Николай Ивушкин вздрогнул и ворчливо ответил:
— Вовсе нет. Никто его тут не ждал.
— Разумеется, — слишком легко согласился Старков.
Зная Юру, я ждал подвоха. Он и последовал.
— Интересно, — Юра внимательно осмотрел стол, на котором стояла початая бутылка из-под самогона и три рюмки, — а если бы Ягер не погнался за вами, Ивушкин, или бы не нашёл, он участвовал бы в операции «Валькирия»?
Я не выдерживаю и фыркаю. О-о, это 20 июля 1944 года! Не военные, а дилетанты, честное слово.
От юриных слов Ивушкин вздрагивает и смотрит на него во все глаза.
— Что за операция «Валькирия»? — спрашивает он.
— Николай, разве вы не знаете о покушении на Гитлера 20 июля сорок четвёртого года? — делано удивляется Юра.
В глазах Ивушкина мелькает лёгкое беспокойство. Чувствую, что всем становится интересно. Даже Радостин соизволил сменить мрачный вид на любопытство. Юра же разглагольствовал (ну всё — жди беды):
— Я почему-то уверен, что ваш Ягер о нём знал. Покушения не за пять минут готовятся, но и тут граф Клаус фон Штауффенберг умудрился напортачить. С другой стороны, если бы было покушение удалось, то неизвестно, что было бы с окончанием войны.
— Ягер не мой и мы бы всё равно победили, — уверено говорит Ивушкин.
Юра снисходительно улыбается, словно ему какую-то глупость сморозил ребёнок, и говорит:
— Так, хватит пить. Пройдемте лучше на дачу товарища Кузнецова.

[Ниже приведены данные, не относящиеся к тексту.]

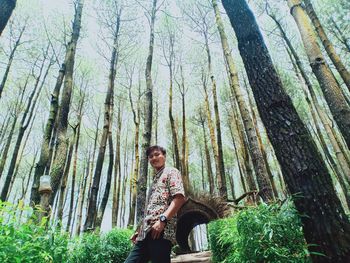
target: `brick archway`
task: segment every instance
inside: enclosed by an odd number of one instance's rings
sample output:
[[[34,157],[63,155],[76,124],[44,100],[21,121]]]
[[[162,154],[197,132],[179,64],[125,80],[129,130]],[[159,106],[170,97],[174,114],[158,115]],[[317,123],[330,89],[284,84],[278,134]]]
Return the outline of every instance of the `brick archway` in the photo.
[[[221,216],[209,205],[188,198],[186,203],[178,212],[176,240],[180,246],[181,252],[189,252],[188,236],[191,230],[200,224],[207,224]]]

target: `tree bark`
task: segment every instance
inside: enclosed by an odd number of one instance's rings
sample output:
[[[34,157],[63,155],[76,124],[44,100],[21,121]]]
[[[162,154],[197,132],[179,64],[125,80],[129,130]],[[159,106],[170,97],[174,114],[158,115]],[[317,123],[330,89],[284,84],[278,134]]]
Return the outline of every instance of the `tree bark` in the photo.
[[[140,161],[140,176],[137,182],[137,199],[136,199],[136,218],[137,222],[141,220],[144,215],[144,207],[146,202],[146,190],[147,190],[147,174],[148,174],[148,158],[146,156],[146,149],[151,144],[152,138],[152,61],[153,61],[153,48],[154,48],[154,26],[157,13],[157,0],[152,1],[152,11],[150,17],[150,40],[149,49],[145,70],[146,77],[146,93],[145,93],[145,125],[143,132],[143,142],[141,150]]]
[[[75,53],[81,27],[81,15],[83,11],[83,0],[78,0],[75,6],[75,15],[73,22],[73,32],[71,40],[67,46],[66,72],[64,77],[62,101],[58,111],[58,126],[57,126],[57,142],[56,142],[56,158],[53,161],[51,169],[51,186],[52,194],[50,204],[53,204],[55,195],[59,188],[63,170],[66,163],[66,152],[68,148],[67,128],[68,114],[70,110],[70,101],[73,90],[73,71],[75,62]]]
[[[77,236],[80,235],[80,230],[81,230],[81,220],[82,220],[82,213],[83,213],[83,204],[84,204],[84,197],[85,197],[85,192],[86,192],[86,184],[87,184],[87,179],[89,177],[89,165],[90,165],[90,153],[88,154],[88,159],[86,160],[86,167],[83,169],[85,175],[84,175],[84,180],[82,180],[82,183],[80,185],[80,190],[79,190],[79,197],[78,197],[78,203],[77,203],[77,219],[76,219],[76,226],[75,226],[75,234]]]
[[[114,188],[113,188],[113,207],[112,207],[112,225],[118,225],[118,213],[120,204],[120,188],[121,188],[121,161],[120,161],[120,136],[122,130],[121,108],[119,105],[117,114],[117,132],[116,132],[116,146],[114,159]]]
[[[316,14],[316,12],[311,4],[311,1],[304,0],[304,3],[305,3],[305,10],[306,10],[307,14],[309,15],[309,17],[314,25],[314,28],[316,29],[318,37],[320,38],[328,56],[332,60],[336,69],[338,70],[345,85],[350,90],[350,72],[346,69],[340,56],[335,51],[335,48],[334,48],[332,42],[329,40],[326,32],[324,31],[323,26],[322,26],[320,20],[318,19],[317,14]]]
[[[254,15],[244,0],[223,0],[260,116],[301,217],[314,262],[346,262],[350,222],[331,177],[291,99],[283,90]],[[319,256],[323,253],[326,256]]]
[[[300,0],[288,0],[288,6],[298,25],[312,71],[320,84],[334,120],[350,148],[350,106],[322,55]]]
[[[6,27],[6,24],[9,21],[13,9],[15,9],[15,7],[16,0],[3,0],[0,2],[0,36],[4,28]]]
[[[67,54],[68,52],[66,53],[66,56]],[[44,136],[41,143],[39,161],[35,165],[34,179],[33,179],[33,185],[32,185],[31,196],[30,196],[30,203],[33,206],[40,202],[40,194],[39,194],[40,176],[44,175],[45,168],[48,166],[48,163],[51,161],[50,141],[55,140],[55,137],[53,136],[53,130],[56,124],[57,113],[58,113],[58,98],[59,98],[60,89],[63,83],[65,71],[66,71],[65,64],[62,64],[58,72],[55,88],[51,94],[49,118],[45,126]]]
[[[206,170],[207,170],[207,176],[208,176],[208,182],[209,182],[209,191],[210,193],[214,193],[215,184],[214,184],[214,178],[213,178],[213,170],[211,168],[211,159],[210,159],[210,153],[209,153],[209,147],[208,147],[208,140],[207,140],[207,133],[205,132],[205,117],[204,112],[202,109],[199,111],[199,122],[202,126],[203,131],[203,141],[204,141],[204,152],[205,152],[205,163],[206,163]]]
[[[130,79],[132,81],[132,77]],[[140,168],[140,153],[139,153],[139,141],[140,141],[140,97],[141,97],[141,81],[139,80],[138,83],[138,98],[137,98],[137,105],[136,109],[134,108],[134,104],[132,101],[131,96],[131,85],[129,86],[129,100],[131,105],[131,110],[133,113],[133,120],[135,124],[135,139],[134,139],[134,152],[135,152],[135,162],[134,162],[134,169],[132,178],[130,179],[130,191],[131,191],[131,207],[130,207],[130,213],[129,213],[129,220],[128,220],[128,226],[134,226],[135,224],[135,211],[136,211],[136,197],[137,197],[137,179],[139,175],[139,168]],[[118,200],[116,200],[117,202]],[[116,219],[115,224],[116,225]],[[113,222],[113,221],[112,221]]]

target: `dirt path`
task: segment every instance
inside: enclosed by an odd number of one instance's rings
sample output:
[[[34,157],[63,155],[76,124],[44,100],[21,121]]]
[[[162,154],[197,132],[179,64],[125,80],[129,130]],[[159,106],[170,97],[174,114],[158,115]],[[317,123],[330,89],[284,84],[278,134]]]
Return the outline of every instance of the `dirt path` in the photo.
[[[171,263],[211,263],[210,257],[210,251],[184,254],[172,258]]]

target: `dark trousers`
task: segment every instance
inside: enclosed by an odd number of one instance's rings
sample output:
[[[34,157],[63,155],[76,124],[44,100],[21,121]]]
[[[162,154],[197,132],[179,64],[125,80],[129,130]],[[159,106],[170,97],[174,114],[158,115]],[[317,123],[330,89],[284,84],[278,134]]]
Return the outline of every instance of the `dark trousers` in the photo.
[[[124,263],[170,263],[171,242],[164,238],[152,239],[150,235],[138,241]]]

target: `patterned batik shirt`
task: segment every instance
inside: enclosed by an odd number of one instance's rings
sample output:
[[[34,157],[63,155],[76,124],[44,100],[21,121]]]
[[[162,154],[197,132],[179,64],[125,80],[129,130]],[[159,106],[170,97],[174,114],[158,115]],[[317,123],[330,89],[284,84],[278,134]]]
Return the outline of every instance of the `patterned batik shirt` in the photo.
[[[165,167],[158,171],[153,177],[153,183],[147,196],[145,215],[140,225],[137,241],[145,239],[152,225],[168,209],[177,194],[185,196],[180,171],[172,167]],[[164,228],[163,237],[170,240],[172,244],[176,244],[176,220],[174,216],[168,220]]]

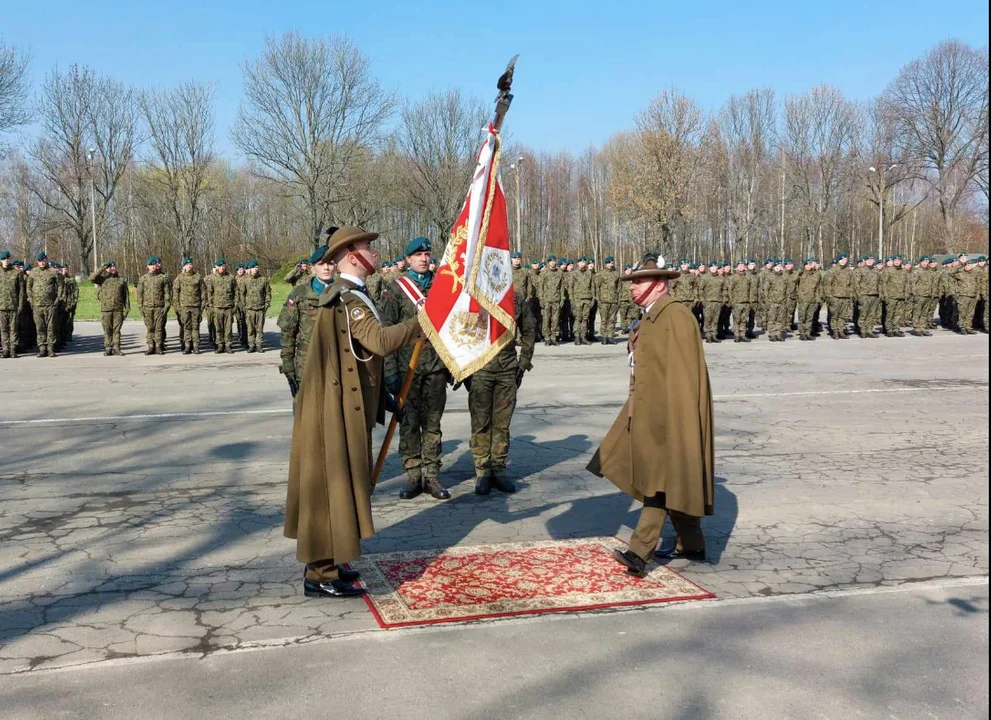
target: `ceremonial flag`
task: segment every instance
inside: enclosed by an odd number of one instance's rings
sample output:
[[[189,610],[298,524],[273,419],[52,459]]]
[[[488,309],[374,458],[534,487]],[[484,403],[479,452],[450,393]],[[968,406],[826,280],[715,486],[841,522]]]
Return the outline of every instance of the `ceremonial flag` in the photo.
[[[490,124],[461,213],[420,316],[456,382],[481,370],[516,336],[509,217],[499,177],[499,130]]]

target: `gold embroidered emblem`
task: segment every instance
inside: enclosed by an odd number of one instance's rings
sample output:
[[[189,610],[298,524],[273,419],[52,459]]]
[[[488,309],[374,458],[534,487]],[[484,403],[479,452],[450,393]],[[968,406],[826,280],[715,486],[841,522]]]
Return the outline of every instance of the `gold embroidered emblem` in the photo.
[[[362,310],[361,308],[355,308],[354,310],[351,311],[352,320],[361,320],[361,318],[363,317],[365,317],[365,311]]]

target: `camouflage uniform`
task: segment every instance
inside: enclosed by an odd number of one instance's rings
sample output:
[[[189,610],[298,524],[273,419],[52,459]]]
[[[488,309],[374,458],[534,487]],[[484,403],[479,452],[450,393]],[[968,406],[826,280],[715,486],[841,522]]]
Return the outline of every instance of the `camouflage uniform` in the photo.
[[[156,270],[138,278],[137,293],[138,307],[144,317],[147,330],[145,341],[148,344],[147,354],[165,352],[162,338],[165,336],[165,320],[172,306],[172,285],[165,273]]]
[[[248,352],[263,352],[265,313],[272,304],[272,288],[262,275],[246,275],[241,285],[241,308],[248,328]]]
[[[822,294],[829,303],[830,330],[835,338],[847,337],[847,325],[853,319],[855,285],[855,271],[839,263],[829,269],[823,280]]]
[[[199,353],[200,323],[206,301],[206,284],[203,278],[195,270],[180,272],[172,283],[172,297],[179,327],[182,328],[182,351],[187,355]]]
[[[912,287],[912,332],[916,335],[929,335],[929,315],[933,294],[938,278],[928,268],[916,268],[909,273]]]
[[[529,301],[535,295],[533,276],[522,265],[518,268],[513,268],[513,291],[522,297],[524,301]]]
[[[17,357],[19,333],[17,319],[26,302],[27,284],[13,265],[0,266],[0,344],[3,357]]]
[[[750,276],[746,271],[730,275],[726,294],[733,308],[733,341],[744,342],[748,340],[747,323],[750,321]]]
[[[516,355],[516,341],[511,342],[488,365],[471,376],[468,392],[470,445],[475,475],[485,480],[495,479],[496,487],[502,490],[512,488],[505,484],[503,477],[509,457],[509,426],[516,410],[517,388],[523,373],[533,368],[531,360],[537,339],[537,326],[530,306],[519,293],[516,294],[516,328],[519,357]],[[476,491],[480,489],[486,489],[485,483],[476,485]]]
[[[822,303],[822,276],[819,271],[811,269],[799,273],[795,294],[798,297],[798,335],[802,340],[811,340],[812,323]]]
[[[234,352],[231,346],[231,314],[237,302],[237,281],[230,273],[214,273],[205,281],[206,304],[213,313],[216,352]]]
[[[881,274],[881,299],[888,308],[886,334],[888,337],[902,335],[902,328],[907,324],[908,273],[900,267],[885,268]]]
[[[633,323],[640,316],[640,308],[633,302],[632,283],[621,282],[620,285],[620,313],[622,314],[620,325],[622,325],[623,332],[625,333],[629,332],[630,328],[633,327]]]
[[[310,282],[297,283],[279,313],[279,329],[282,331],[280,372],[290,379],[290,385],[297,387],[303,380],[303,367],[313,337],[313,319],[319,307],[320,294],[329,287],[318,280],[320,293],[316,292],[314,279],[311,277]]]
[[[568,297],[571,299],[571,312],[575,317],[575,345],[587,345],[589,318],[592,302],[595,300],[595,275],[590,270],[575,270],[571,274]]]
[[[602,268],[595,274],[595,299],[599,303],[599,332],[602,342],[611,345],[616,335],[616,312],[619,309],[619,272]]]
[[[247,273],[234,275],[234,282],[237,286],[237,292],[234,295],[233,323],[237,325],[237,341],[243,348],[247,348],[250,345],[250,341],[248,339],[248,320],[244,311],[244,291],[248,285],[249,279],[250,278]]]
[[[98,287],[96,297],[100,301],[100,319],[103,324],[103,354],[123,355],[120,349],[120,330],[124,318],[131,312],[131,293],[127,280],[120,275],[110,275],[106,268],[94,270],[89,281]]]
[[[723,309],[723,296],[724,286],[721,277],[710,272],[699,278],[699,300],[702,302],[706,342],[719,342],[716,334],[718,332],[719,313]]]
[[[37,331],[38,356],[55,357],[55,306],[62,297],[62,276],[55,268],[36,267],[28,275],[28,302]]]
[[[698,294],[698,278],[691,273],[682,271],[679,277],[671,280],[670,286],[671,298],[691,310]]]
[[[785,331],[790,329],[788,322],[788,284],[789,279],[783,273],[774,272],[767,282],[765,298],[767,300],[767,337],[774,342],[785,339]]]
[[[412,272],[406,277],[417,283],[426,295],[433,281],[428,274],[426,282]],[[421,284],[422,283],[422,284]],[[406,293],[393,282],[382,291],[382,324],[398,325],[416,317],[416,306],[406,297]],[[385,358],[385,378],[390,391],[395,391],[405,373],[409,372],[412,347],[405,347]],[[409,476],[411,496],[420,489],[433,494],[441,489],[438,476],[441,467],[441,417],[447,405],[447,384],[450,377],[447,367],[437,356],[437,351],[425,342],[420,361],[413,371],[413,384],[406,396],[403,421],[399,428],[399,455],[403,468]]]
[[[553,270],[547,268],[540,278],[537,292],[544,315],[544,342],[548,345],[557,345],[561,306],[565,296],[565,274],[557,268]]]
[[[966,335],[974,334],[974,313],[977,309],[981,282],[977,270],[977,266],[972,270],[961,268],[954,278],[953,294],[957,299],[957,324],[960,332]]]
[[[76,330],[76,306],[79,305],[79,284],[73,275],[62,278],[61,322],[58,327],[59,343],[64,345],[72,340]]]
[[[873,267],[867,266],[858,268],[854,272],[857,274],[860,337],[877,337],[876,328],[881,324],[881,275]]]

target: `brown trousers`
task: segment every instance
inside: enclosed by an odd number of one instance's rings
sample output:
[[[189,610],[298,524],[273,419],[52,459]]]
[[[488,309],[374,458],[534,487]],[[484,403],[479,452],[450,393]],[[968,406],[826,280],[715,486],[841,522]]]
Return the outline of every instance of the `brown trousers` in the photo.
[[[8,353],[17,352],[17,310],[0,310],[0,344]]]
[[[662,497],[658,494],[644,498],[637,529],[633,531],[633,537],[630,539],[630,550],[649,561],[654,550],[657,549],[657,542],[661,539],[661,531],[664,529],[664,521],[668,515],[671,516],[671,523],[678,533],[679,548],[688,552],[705,550],[702,519],[675,510],[669,512],[664,508]]]

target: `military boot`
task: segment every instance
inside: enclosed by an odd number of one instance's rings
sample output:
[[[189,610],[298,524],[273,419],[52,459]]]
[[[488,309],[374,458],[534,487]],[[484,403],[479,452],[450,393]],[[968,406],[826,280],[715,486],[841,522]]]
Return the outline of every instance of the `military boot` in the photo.
[[[412,500],[423,492],[423,479],[420,477],[420,471],[418,469],[410,470],[407,474],[409,479],[406,481],[406,487],[399,492],[400,500]]]
[[[436,477],[423,478],[423,489],[425,492],[430,493],[430,497],[434,500],[451,499],[451,493],[447,491],[447,488],[440,484],[440,480]]]
[[[516,492],[516,483],[506,477],[506,468],[493,468],[492,487],[510,495]]]
[[[149,345],[148,349],[145,350],[145,355],[154,355],[154,354],[155,354],[155,346]]]
[[[475,471],[475,494],[488,495],[492,492],[492,471],[482,469]]]

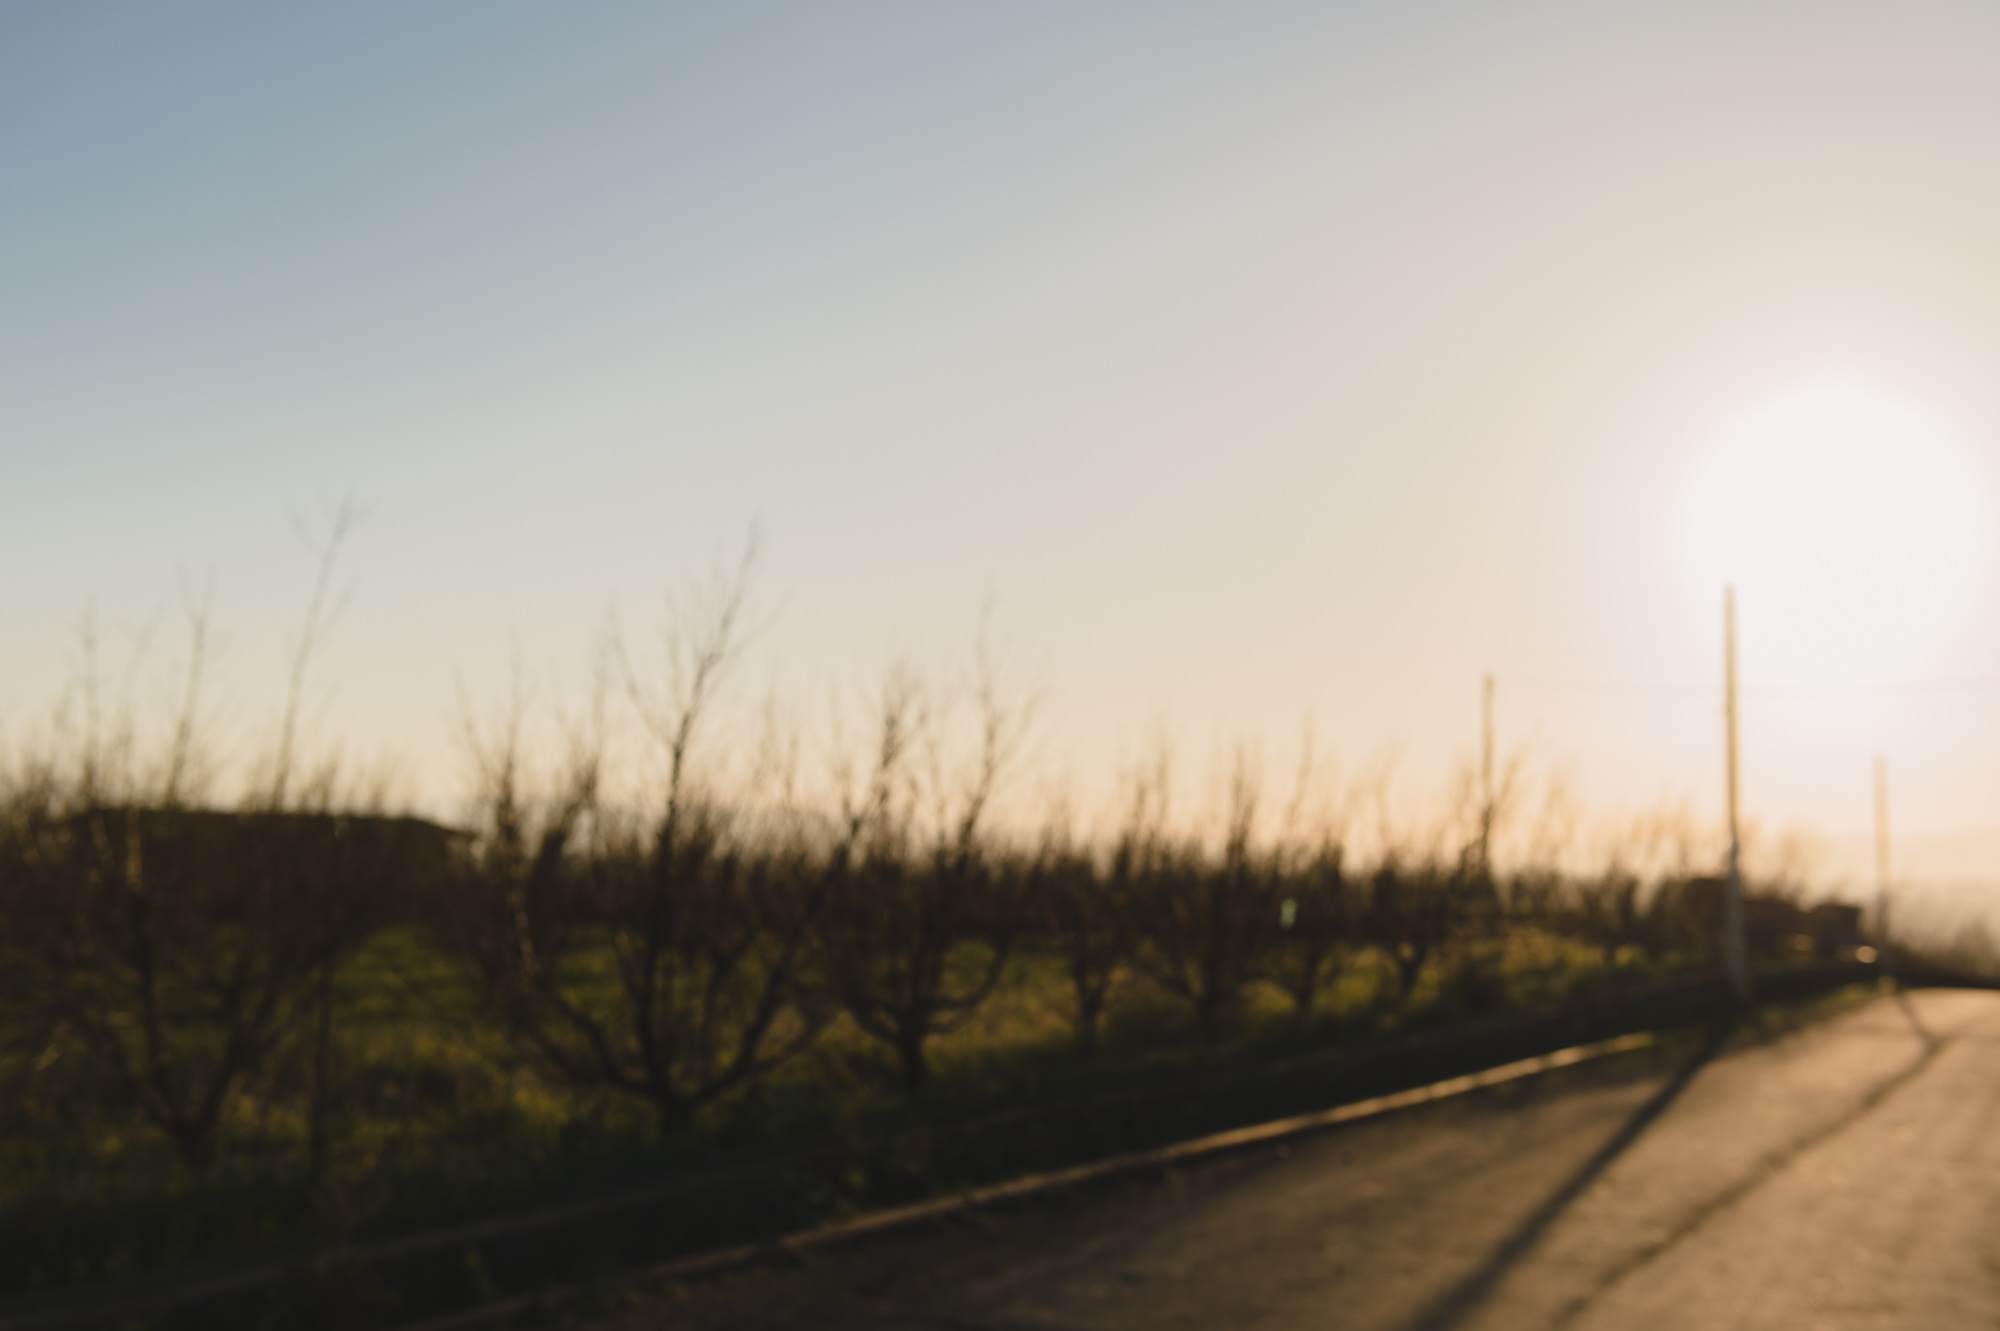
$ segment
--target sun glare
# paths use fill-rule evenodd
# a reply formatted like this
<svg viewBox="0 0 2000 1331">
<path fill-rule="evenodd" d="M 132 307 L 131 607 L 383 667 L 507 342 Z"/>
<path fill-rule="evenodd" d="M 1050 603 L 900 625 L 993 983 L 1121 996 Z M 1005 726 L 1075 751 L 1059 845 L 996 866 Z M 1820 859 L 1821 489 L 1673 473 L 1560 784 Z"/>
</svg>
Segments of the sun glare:
<svg viewBox="0 0 2000 1331">
<path fill-rule="evenodd" d="M 1694 510 L 1702 577 L 1737 588 L 1746 668 L 1798 680 L 1908 668 L 1959 604 L 1979 527 L 1959 447 L 1848 386 L 1738 423 Z"/>
</svg>

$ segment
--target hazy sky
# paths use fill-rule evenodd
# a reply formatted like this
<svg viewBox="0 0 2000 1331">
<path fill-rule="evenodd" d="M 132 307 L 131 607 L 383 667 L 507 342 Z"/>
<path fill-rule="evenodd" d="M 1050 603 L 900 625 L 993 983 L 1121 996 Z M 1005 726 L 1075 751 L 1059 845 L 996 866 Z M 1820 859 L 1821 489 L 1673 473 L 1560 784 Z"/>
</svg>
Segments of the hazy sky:
<svg viewBox="0 0 2000 1331">
<path fill-rule="evenodd" d="M 2000 687 L 1828 686 L 2000 678 L 1996 68 L 1972 3 L 8 5 L 0 710 L 212 575 L 254 730 L 351 494 L 321 738 L 433 802 L 455 678 L 756 522 L 795 687 L 990 594 L 1087 782 L 1310 715 L 1436 791 L 1492 671 L 1586 804 L 1706 811 L 1690 505 L 1837 382 L 1983 538 L 1865 671 L 1746 599 L 1746 803 L 1865 832 L 1883 750 L 1902 828 L 2000 827 Z"/>
</svg>

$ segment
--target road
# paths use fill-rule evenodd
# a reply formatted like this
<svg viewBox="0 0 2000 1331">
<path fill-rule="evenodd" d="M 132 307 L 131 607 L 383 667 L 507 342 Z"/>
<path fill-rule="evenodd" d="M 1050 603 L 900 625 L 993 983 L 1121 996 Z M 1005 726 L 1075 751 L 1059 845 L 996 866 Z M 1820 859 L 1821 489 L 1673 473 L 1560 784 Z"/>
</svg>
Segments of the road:
<svg viewBox="0 0 2000 1331">
<path fill-rule="evenodd" d="M 739 1271 L 606 1325 L 2000 1327 L 2000 994 L 1876 998 Z"/>
</svg>

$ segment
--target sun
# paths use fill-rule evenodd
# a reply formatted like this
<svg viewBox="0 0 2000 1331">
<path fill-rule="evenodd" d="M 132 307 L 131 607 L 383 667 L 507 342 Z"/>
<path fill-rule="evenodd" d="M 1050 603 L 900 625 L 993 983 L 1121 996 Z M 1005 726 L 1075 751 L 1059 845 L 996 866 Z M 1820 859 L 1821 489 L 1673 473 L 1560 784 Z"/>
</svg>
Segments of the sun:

На Юру уставились три пары изумлённых глаз.
— Зачем? — озвучил Ивушкин вопрос всех троих и тут же интересуется. — Вы не верили в нашу победу, Юрий Андреевич?
— Дело не в том, верил или нет, — пожимает плечами Юра и делает успокоительный жест в сторону вскочившего Ивушкина. — Но наши, так называемые, союзничники воспользовались бы этим в полной мере. Поэтому и пришлось глушить все сепаратные переговоры вплоть до штурма Берлина. Впрочем, граф был левых взглядов, но решал не он один, поверьте. Там были куда позубастее и почему-то мне кажется, этого идеалиста убрали бы сами заговорщики. Потом, в случае удачного покушения.
С этими словами мы всё впятером являемся на двор моей дачи и видим, что Николай Иванович сидит в собственноручном прикрученном гамаке, а рядом в кресле-качалке примостился Дмитрий Андреевич Арсентьев.